AFRICAN Bank Investments Limited’s (Abil’s) largest shareholder, Coronation Fund Managers, apologised to investors yesterday and said it had learned a “sobering lesson” after its stake in the failed lender was wiped out.
The Reserve Bank put Abil into curatorship on Sunday after the lender said last week that it needed capital of at least R8.5 billion to survive. Abil’s shares were suspended on Monday after the central bank split the firm into a “good” bank and a “bad” book, and arranged for institutions to underwrite a R10bn capital increase.
Coronation held about 22 percent of Abil before the company released a trading update last Wednesday that precipitated a drop of more than 90 percent in its share price, according to data by Bloomberg. The fund manager said it then cut its holdings to less than 9 percent by Friday.
“Losses have been incurred, for which we apologise,” Coronation said. “This has been a humbling experience for us. We do not like to make mistakes.”
Still, Abil’s meltdown would not have a significant impact on the performance of any of its funds, Coronation said, without disclosing how much it had lost in rand terms.

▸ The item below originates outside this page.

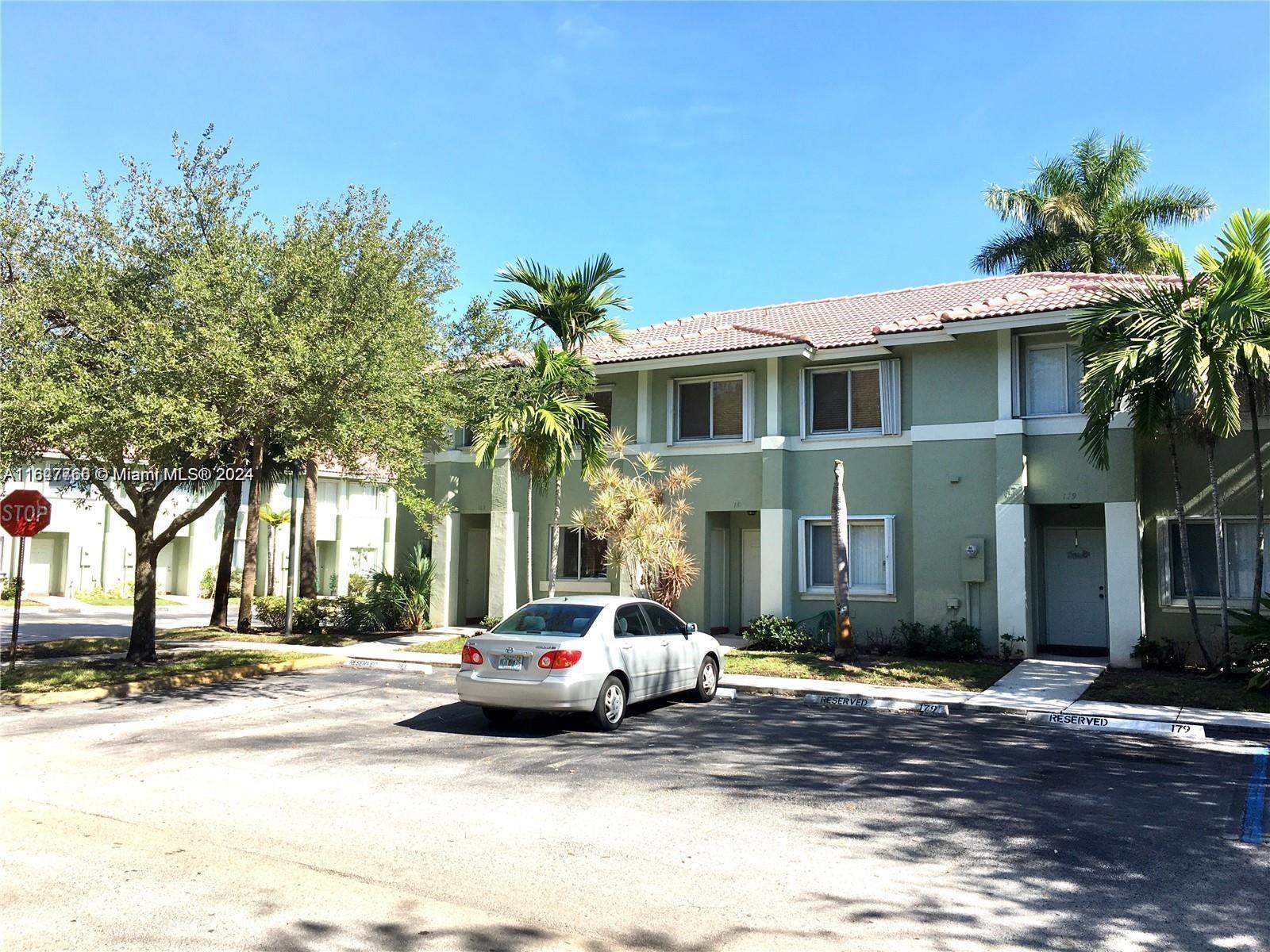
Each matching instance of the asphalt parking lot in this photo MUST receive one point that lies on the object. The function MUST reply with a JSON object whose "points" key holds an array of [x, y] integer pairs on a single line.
{"points": [[349, 809]]}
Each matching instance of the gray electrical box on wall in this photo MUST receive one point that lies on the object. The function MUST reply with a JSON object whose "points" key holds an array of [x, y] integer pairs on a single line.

Abil’s long-term deposit and senior unsecured debt rating was lowered to Caa2 from Ba1 by Moody’s Investors Service on Tuesday, which cited “expected losses” for senior bondholders and wholesale depositors. Another downgrade may follow because of the risk of higher-than-anticipated losses.
“Equity holders, preference share holders and subordinated debt holders will lose all their capital,” Coronation said.
Reserve Bank governor Gill Marcus said on Sunday that Abil’s shareholders would “take the hit”.
Coronation’s shares, which had gained 24 percent this year before Abil’s August 6 statement, fell 6 percent to R93 as the lender collapsed last week. The stock has recovered some of its losses, and gained 30c to close at R97 yesterday.
Stanlib, Abil’s third-biggest shareholder before the collapse, said that money market investors’ returns would be cut by as much as 0.17 percent. Stanlib had 1 percent equity exposure to Abil and held senior and subordinated debt, the fund manager said. The Public Investment Corporation, Abil’s second-largest shareholder, has not disclosed losses.
Shareholders might not be completely wiped out, said Tom Winterboer, who was appointed caretaker of Abil. “We need to establish values and what goes into the good bank,” he said.
Fifteen months before Abil’s weekend rescue, David Stemerman told his fellow US hedge fund managers to bet against the South African lender.
Stemerman, the founder of $3bn (R32bn) Conatus Capital Management, told a New York hedge fund conference that Abil had become vulnerable after aggressively building up its unsecured consumer lending investments and becoming too reliant on financing from the bond market.